Two Zookeepers… many Hooligans… It's always feeding time at this zoo!

an interesting conundrum

on December 6, 2004

to blog, or not to blog…

i haven't been blogging much lately.  which is a shame, because i blog for me, so, i have not been blogging i think in order to punish some people.  which is ridiculous, cutting off my nose to spite my face…

i really wanted this blog to be kind of up-beat, about my kidlets, something where people who live far away from us can have a little glimpse into our day to day lives…  a place where i can vent a little, post my crafties, that kind of thing.  over the past six weeks or so, i haven't had too much positive to post about.

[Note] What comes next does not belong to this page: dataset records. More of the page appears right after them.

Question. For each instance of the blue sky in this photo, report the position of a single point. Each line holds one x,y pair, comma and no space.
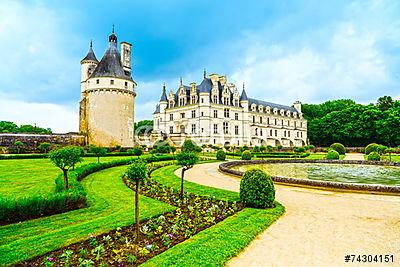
282,50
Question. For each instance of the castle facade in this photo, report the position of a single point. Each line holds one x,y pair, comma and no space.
213,112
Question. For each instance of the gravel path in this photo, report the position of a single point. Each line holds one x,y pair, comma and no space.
319,227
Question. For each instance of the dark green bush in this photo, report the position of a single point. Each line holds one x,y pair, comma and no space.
246,155
257,189
332,154
338,147
221,155
374,156
373,147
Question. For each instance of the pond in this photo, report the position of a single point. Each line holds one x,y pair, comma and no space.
345,173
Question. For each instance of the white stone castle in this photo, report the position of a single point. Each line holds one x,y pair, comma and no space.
213,112
107,97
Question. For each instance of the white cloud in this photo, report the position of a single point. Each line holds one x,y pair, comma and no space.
60,119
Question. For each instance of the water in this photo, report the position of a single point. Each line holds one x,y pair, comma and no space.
346,173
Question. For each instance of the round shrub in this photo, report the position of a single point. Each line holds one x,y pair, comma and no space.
338,147
257,189
374,156
332,154
221,155
373,147
246,155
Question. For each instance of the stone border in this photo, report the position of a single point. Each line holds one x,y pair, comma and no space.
367,188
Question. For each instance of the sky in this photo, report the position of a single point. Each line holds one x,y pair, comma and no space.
283,51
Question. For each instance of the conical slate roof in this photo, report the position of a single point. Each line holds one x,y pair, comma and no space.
110,65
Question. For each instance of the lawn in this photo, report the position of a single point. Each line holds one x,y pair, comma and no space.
19,177
111,204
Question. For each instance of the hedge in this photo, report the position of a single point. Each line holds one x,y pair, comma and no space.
35,206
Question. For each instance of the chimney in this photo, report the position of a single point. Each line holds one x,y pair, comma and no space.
126,56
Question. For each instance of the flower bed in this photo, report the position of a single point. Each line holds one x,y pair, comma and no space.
195,214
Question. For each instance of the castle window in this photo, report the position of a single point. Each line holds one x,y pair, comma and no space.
226,112
226,128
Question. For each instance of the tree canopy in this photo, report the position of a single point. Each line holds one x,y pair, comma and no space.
352,124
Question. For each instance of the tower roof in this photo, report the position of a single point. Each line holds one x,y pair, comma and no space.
90,55
110,65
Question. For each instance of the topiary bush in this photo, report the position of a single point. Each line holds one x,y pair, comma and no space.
332,154
338,147
221,155
257,189
374,156
373,147
246,155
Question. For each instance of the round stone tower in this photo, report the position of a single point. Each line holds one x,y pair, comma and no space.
107,97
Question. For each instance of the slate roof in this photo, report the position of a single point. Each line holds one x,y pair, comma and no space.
110,65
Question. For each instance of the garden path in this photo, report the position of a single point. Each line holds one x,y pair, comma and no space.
319,227
354,156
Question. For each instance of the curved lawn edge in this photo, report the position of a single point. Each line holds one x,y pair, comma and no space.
216,245
226,167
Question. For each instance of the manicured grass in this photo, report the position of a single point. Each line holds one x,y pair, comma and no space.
167,177
20,177
111,205
216,245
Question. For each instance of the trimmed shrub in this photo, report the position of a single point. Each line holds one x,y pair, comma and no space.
332,154
246,155
221,155
257,189
338,147
374,156
373,147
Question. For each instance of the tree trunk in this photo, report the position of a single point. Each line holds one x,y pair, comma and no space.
182,176
65,179
137,212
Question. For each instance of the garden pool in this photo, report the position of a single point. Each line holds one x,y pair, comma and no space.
345,173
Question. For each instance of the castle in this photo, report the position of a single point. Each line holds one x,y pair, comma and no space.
106,113
213,112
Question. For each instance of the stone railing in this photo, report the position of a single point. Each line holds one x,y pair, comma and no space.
370,188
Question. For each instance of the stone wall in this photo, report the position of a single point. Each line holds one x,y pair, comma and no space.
33,140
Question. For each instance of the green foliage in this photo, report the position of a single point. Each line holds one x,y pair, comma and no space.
246,155
373,147
374,156
332,154
257,189
221,155
186,159
44,147
10,127
338,147
190,146
137,171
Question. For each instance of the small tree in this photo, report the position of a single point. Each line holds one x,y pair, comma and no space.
98,151
65,158
137,151
19,145
44,147
187,160
137,172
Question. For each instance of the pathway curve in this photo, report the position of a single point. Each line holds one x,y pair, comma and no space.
354,156
319,227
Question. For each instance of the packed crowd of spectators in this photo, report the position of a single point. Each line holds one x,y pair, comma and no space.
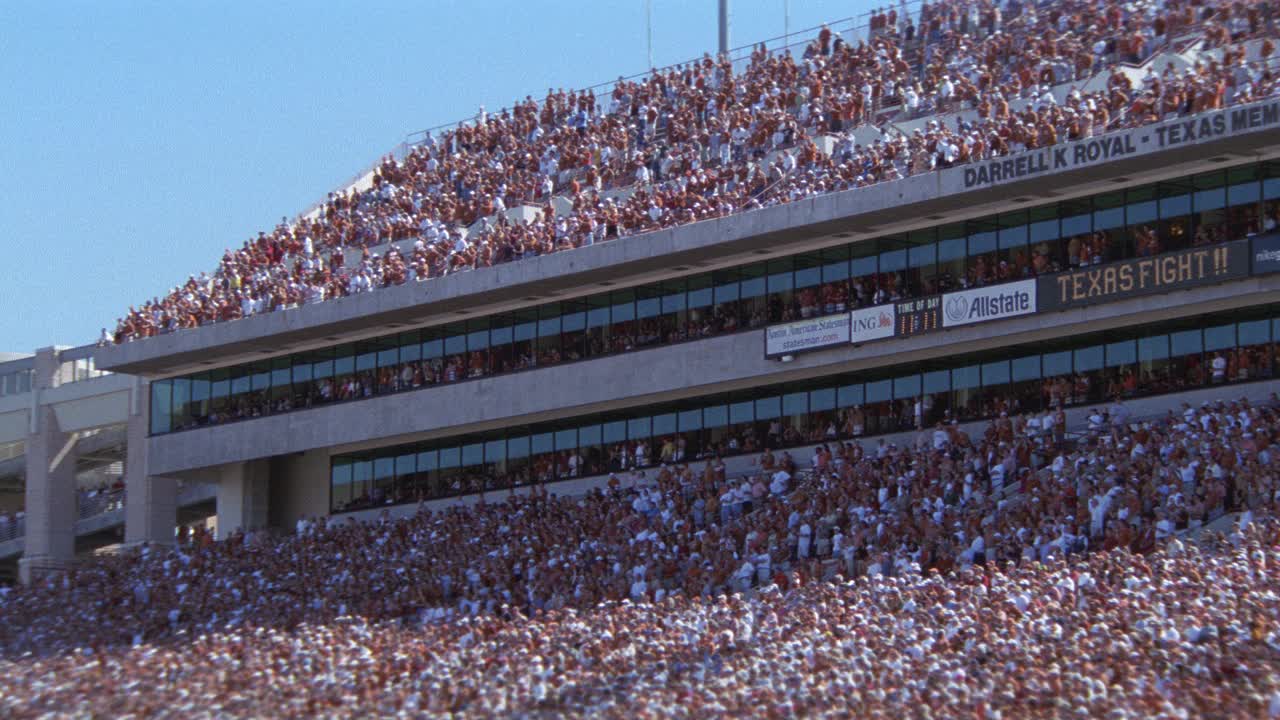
707,140
1015,573
1188,632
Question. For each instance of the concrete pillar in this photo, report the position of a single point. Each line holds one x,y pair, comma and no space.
50,486
242,497
150,504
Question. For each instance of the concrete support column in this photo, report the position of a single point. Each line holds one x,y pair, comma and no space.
50,486
242,497
150,504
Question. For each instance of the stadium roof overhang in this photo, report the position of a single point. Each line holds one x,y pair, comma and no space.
1084,167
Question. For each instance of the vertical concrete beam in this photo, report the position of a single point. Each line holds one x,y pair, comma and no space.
242,497
150,504
50,486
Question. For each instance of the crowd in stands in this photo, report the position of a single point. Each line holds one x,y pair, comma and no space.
1002,575
707,140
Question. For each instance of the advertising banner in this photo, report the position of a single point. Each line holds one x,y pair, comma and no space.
1183,132
872,323
807,335
983,304
1144,276
1266,254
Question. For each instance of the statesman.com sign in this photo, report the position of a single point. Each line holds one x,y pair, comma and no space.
807,335
982,304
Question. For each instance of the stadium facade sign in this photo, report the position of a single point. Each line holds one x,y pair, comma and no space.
1137,141
872,323
804,336
1266,254
1146,276
992,302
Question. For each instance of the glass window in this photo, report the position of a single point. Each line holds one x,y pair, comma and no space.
451,458
589,436
822,400
880,391
615,432
937,381
663,424
1025,369
982,242
850,396
690,420
542,443
1013,237
795,404
965,378
1185,342
517,447
160,406
1243,194
472,455
995,373
892,260
1155,347
567,438
1255,332
906,387
768,408
923,255
1088,359
1057,363
1220,337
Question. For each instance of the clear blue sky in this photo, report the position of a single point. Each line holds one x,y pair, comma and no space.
137,140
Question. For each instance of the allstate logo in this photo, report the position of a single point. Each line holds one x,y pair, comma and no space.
958,308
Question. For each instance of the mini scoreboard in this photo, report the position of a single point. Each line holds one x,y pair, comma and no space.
915,317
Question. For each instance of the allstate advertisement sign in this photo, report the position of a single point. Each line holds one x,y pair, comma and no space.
807,335
873,323
982,304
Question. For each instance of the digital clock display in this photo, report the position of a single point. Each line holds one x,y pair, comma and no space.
915,317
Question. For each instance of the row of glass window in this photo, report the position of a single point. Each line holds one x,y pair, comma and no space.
1144,220
1088,369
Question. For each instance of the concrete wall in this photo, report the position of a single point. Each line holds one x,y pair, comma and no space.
644,377
818,222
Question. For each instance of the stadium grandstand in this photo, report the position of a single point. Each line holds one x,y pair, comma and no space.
928,365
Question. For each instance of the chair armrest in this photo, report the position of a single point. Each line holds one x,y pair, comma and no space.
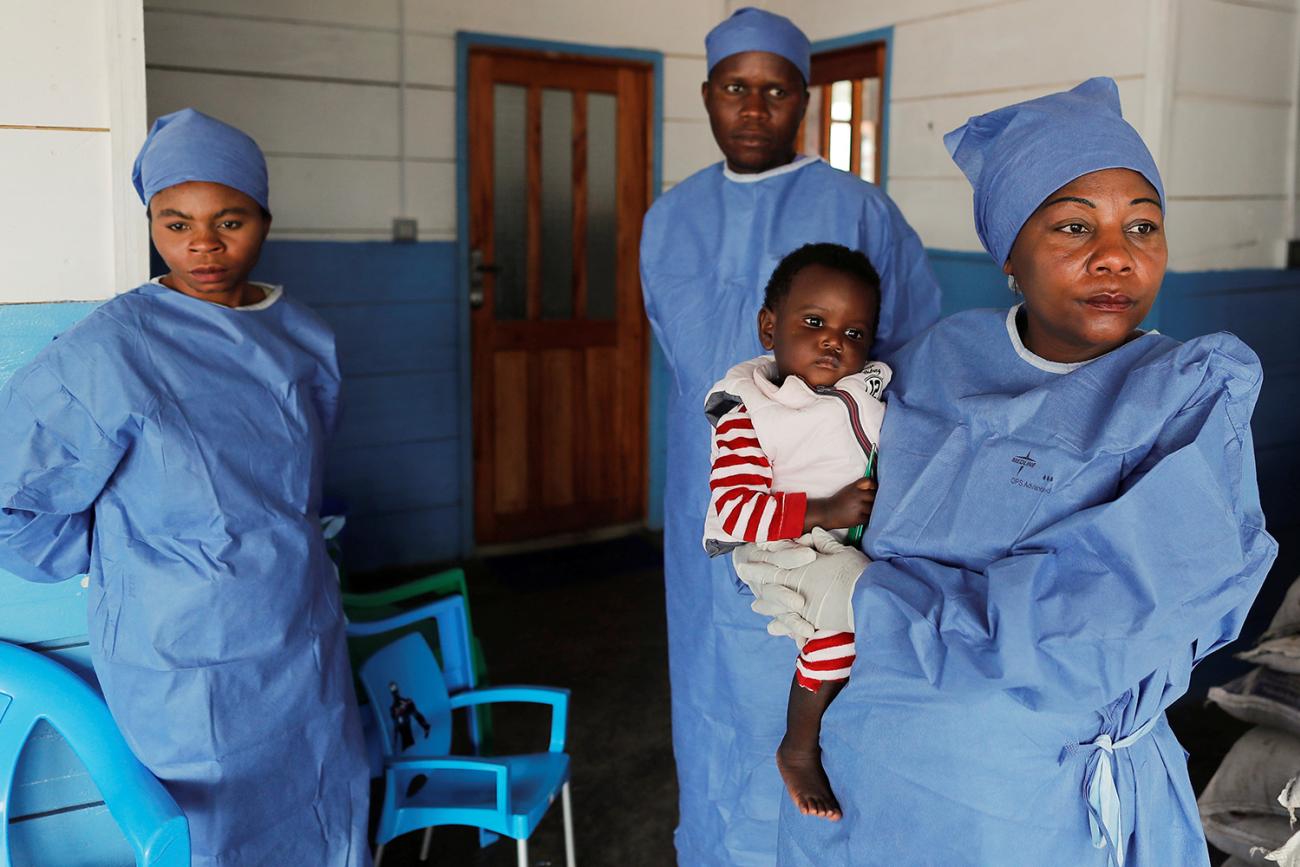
557,698
458,763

in a nutshell, there have been some things going on with my family…  things that i have totally allowed to feed into my everyday life…  something i hate myself for.  i'm a little bit in exile right now.  haven't actually spoken to my parents for about six weeks.  there have been emails upon emails, some not so very nice ones, and some attempts at reconciliation on my part.  unfortunately, there has been little response at the reconciliation part of it all.

you have to understand, in my family, when something is wrong, we simply pretend that it isn't…  we don't talk about it, we don't acknowledge it, we just carry the hurt with us.  and, this time, the hurt that has been carried along has exploded into something pretty huge.  something that we are not going to be able to ignore without resolving a few things first.

at this point in time it looks as if the kidlets hubby and i will be spending christmas by ourselves.  i refuse to put my kidlets in the midst of a tense situation where i will be sitting on pins and needles waiting for something to happen.  i have never heard keyzia say, “why you sad, momma?” more than i have in the past six weeks or so.  it is my job as their mother to protect them from something that has nothing to do with them.  i will not allow tense feelings and the sensation that something bad could happen at any moment to mar their christmas.

now, i do have to say that things could change at any moment.  i'm hoping for some response to attempts at making up, moving past, forgiveness.  i have prayed so much over this situation, and i know that God is just waiting to do something fabulous with it.  i do have to say that this has been a huge faith booster…  i have been forced to rely on God almost solely for a while now.  i also think that ja and i have become much closer.  he is by far my biggest supporter.

so, after all of this rambling, i think what i am trying to say is that it isn't fair to me not to be able to blog.  i like blogging, i like writing, i like getting comments on what i've written.  it's my outlet and i have missed it terribly!

and besides, the kidlets do way too many funny things for me not to blog them!  you, dear internet, must be subject to stories about my children!  i simply cannot keep them to myself!